La Tunisie œuvre en 2019 à augmenter la production de pétrole et de gaz naturel. Le nombre de permis d’exploration a augmenté, pour la première fois depuis 2011, pour atteindre 30 permis de prospection, en plus du forage de 13 puits

La Tunisie œuvre à augmenter la production de gaz naturel et de pétrole. Les pouvoirs publics comptent, en effet, favoriser l’utilisation, de façon plus élevée, des énergies renouvelables, et ce, pour couvrir la demande locale, a indiqué, récemment, le ministre de l’Industrie et des Petites et moyennes entreprises (PME), Slim Feriani.

Le nombre des permis d’exploration a augmenté, pour la première fois en Tunisie depuis l’année 2011, pour atteindre 30 permis de prospection, en plus du forage de 13 puits. Les firmes internationales spécialisées dans la prospection énergétique sont toujours intéressées par le site tunisien malgré la rareté des ressources disponibles. Cependant, il existe encore plusieurs champs non encore explorés et qui attirent les investisseurs étrangers.

Importation du gaz naturel

Le ministre a ajouté, lors d’une plénière à l’Assemblée des représentants du peuple (ARP), pour débattre des financements au profit de la Société tunisienne de l’électricité et du gaz (Steg) afin d’importer le gaz naturel, que le nombre de permis de prospection a enregistré au cours des dernières années une régression. Par contre, cette année, il a augmenté après l’adoption de 6 permis de prospection et trois autres sont en cours d’adoption.

En fait, au cours des dernières années qui ont suivi la révolution, plusieurs députés ont mis en question les autorisations de prospection exigeant que l’ARP examine, désormais, toute nouvelle autorisation avant son adoption. Le doute sur des cas de corruption a été évoqué par les représentants du peuple.

Le ministre a indiqué que 50 zones en Tunisie n’ont pas été explorées, précisant que le gouvernement tunisien doit attirer les investisseurs étrangers pour prospecter les hydrocarbures, sachant que l’opération coûte entre 3 à 5 millions de dinars. La prospection coûte beaucoup aux investisseurs étrangers dans la mesure où ils doivent faire des études approfondies du site en plus des études sismiques. La prospection proprement dite se fait sur le terrain par le forage d’un ou des puits à la recherche du pétrole ou du gaz. Un tel travail exige la mobilisation de plusieurs spécialistes opérant sur le site durant plusieurs mois. Parfois, après des efforts titanesques, le site s’avère «stérile» et dépourvu d’énergie.

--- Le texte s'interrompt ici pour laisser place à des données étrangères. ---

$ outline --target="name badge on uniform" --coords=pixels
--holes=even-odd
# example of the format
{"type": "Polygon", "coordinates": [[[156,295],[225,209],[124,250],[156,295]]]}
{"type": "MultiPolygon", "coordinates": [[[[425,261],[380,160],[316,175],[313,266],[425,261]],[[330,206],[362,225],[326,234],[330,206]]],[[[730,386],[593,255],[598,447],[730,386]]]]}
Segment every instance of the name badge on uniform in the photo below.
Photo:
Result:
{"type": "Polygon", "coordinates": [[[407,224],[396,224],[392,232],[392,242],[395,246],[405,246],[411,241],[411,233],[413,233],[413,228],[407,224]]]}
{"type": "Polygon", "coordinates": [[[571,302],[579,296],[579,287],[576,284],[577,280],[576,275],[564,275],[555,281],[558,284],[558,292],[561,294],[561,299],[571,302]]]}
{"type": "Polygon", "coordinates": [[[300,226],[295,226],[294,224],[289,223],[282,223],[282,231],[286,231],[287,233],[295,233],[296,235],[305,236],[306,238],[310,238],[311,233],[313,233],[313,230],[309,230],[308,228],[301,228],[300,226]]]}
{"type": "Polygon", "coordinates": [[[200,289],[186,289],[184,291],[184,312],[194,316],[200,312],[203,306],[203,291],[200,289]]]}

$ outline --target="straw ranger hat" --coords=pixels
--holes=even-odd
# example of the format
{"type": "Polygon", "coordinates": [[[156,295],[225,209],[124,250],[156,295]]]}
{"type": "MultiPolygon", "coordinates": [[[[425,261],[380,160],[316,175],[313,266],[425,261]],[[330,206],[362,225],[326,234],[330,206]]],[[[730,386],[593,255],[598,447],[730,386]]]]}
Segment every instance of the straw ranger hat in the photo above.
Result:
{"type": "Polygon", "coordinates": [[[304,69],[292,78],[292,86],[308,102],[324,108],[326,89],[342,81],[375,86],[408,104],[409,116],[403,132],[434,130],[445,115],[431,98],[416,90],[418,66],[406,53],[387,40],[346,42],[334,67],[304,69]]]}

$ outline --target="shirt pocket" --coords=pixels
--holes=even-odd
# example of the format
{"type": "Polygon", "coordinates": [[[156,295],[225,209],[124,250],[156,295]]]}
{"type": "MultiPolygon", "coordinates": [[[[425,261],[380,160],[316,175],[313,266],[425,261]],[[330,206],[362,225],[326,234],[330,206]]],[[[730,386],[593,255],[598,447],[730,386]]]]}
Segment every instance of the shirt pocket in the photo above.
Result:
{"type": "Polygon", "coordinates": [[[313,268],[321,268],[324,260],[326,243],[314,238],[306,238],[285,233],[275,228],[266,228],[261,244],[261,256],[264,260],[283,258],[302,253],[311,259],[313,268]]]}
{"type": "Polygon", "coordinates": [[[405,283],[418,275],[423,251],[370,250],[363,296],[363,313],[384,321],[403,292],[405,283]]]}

Une part pour les énergies renouvelables

Par ailleurs, le projet du transport du gaz du Sud «projet du champ Nawara», actuellement en phase finale, permettra de couvrir 50% des besoins de la Tunisie (2,7 milliards m3) et 17% des besoins de la Steg. Il réduira également de 30% les importations du pays en gaz naturel. A noter que notre pays a toujours eu recours au gazoduc algérien qui traverse le territoire tunisien pour alimenter l’Italie, et ce, dans le but de prendre une part de ses besoins sans compter la redevance imposée. Pourvu que le projet «Nawara» contribue efficacement à réduire l’importation de cette énergie et couvre une bonne partie des besoins des utilisateurs.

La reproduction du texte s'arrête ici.